Does this mean that on machines with 1 MiB of RAM some parts of it (and hence the associated DRAM ICs) will never be used?
No. For one, at this time Machines did not come with 1 MiB, but 640 KiB at max. Even when 1 MiBit chips where used, they where usually of the 256x4 kind, so 4 of them made up 512 KiB plus another 4 64x4 chips (256 KiBit) adding the remaining 128 KiB. For 8086/88/186 machines there was no reason in having more than 640KiB (*1).

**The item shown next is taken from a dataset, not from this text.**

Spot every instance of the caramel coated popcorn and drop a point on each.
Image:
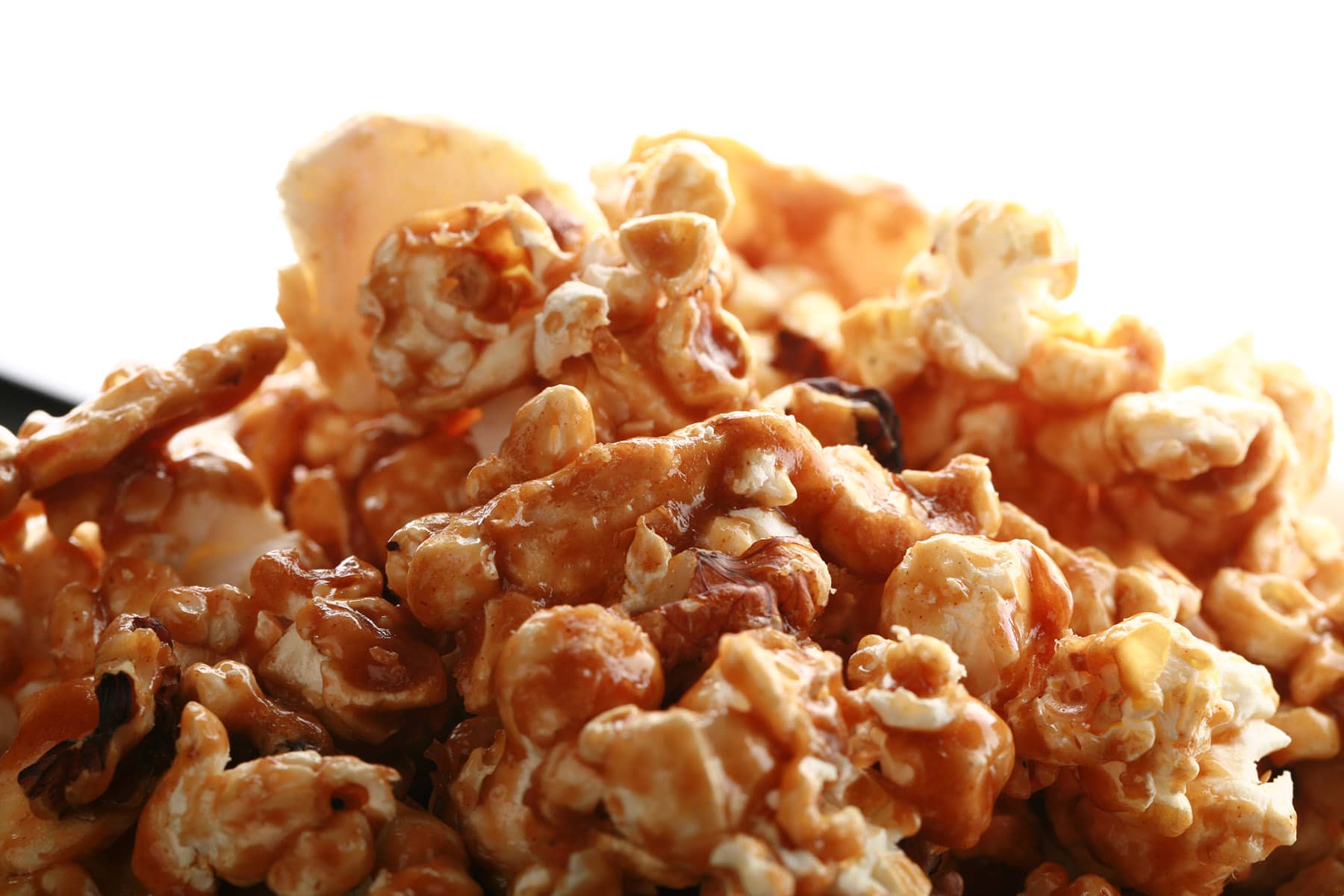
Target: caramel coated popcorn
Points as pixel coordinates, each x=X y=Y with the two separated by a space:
x=738 y=531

With upcoming 80286 machines usage for more than 640 KiB became possible. Early AT still had only 640 KiB Base Memory and everything above 1 MiB was to be added with add on cards. It wasn't until Chips and Technologies came up with their NEAT chipset. NEAT being an Acronym for 'New Enhanced AT'. Beside continuing the further integration of prior discrete components like Bus Controllers, Timers or DMA, the NEAT chipset also added logic to support 1 MiB of RAM (or more) with a mapping of 640 KiB at 0..9FFFFh (classic PC address Range) and what's left starting at 100000h (above 1 MiB) into the ATs extended address space.

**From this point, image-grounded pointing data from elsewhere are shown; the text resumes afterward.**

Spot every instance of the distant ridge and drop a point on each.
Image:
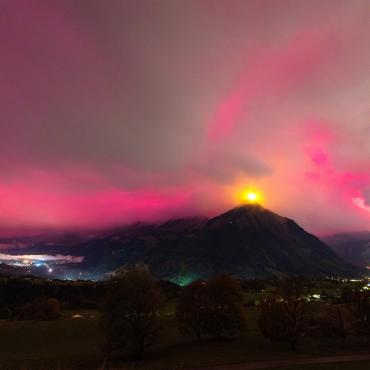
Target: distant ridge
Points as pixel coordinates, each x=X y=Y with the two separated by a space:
x=248 y=241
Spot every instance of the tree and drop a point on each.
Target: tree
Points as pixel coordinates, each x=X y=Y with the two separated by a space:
x=131 y=313
x=192 y=309
x=282 y=320
x=226 y=312
x=213 y=308
x=40 y=309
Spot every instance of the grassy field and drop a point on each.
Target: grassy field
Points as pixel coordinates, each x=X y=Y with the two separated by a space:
x=75 y=343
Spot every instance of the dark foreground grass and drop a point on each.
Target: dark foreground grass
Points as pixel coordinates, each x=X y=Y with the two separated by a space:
x=359 y=365
x=75 y=343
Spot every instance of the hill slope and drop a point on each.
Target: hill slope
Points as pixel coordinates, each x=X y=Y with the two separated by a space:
x=352 y=247
x=248 y=242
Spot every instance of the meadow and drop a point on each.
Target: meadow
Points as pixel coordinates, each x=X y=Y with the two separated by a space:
x=74 y=341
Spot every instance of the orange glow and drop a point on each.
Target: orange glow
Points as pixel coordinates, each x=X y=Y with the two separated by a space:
x=252 y=196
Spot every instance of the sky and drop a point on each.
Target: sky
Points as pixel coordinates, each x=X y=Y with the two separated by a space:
x=118 y=111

Timewise this happened ~1986.
Successive chipsets added more features. For example shadowing of BIOS ROMs (*2) and LIM-EMS support with the LEAP chipset. Of course other companies also started to build integrated chipsets. Ultimately this was the start (*3) of today's well known Northbridge design of modern PCs.

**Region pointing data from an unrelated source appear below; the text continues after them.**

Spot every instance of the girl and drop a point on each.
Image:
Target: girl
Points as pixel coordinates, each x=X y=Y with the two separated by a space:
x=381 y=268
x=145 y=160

*1 - At least not while being compatible. Non or less compatible machines, like the SIEMENS PC-D did offer a continuous MiB or RAM.
*2 - Already at this time ROM and even more EPROM chips where much slower than RAM. Every BIOS access did slow the machine down. With shadowing the BIOS content got copied into RAM, with write protection acting as fast ROM emulation.
*3 - The SuperXT chipset for 8086 machines was released after the NEAT one, despite what the lower chip-id suggests.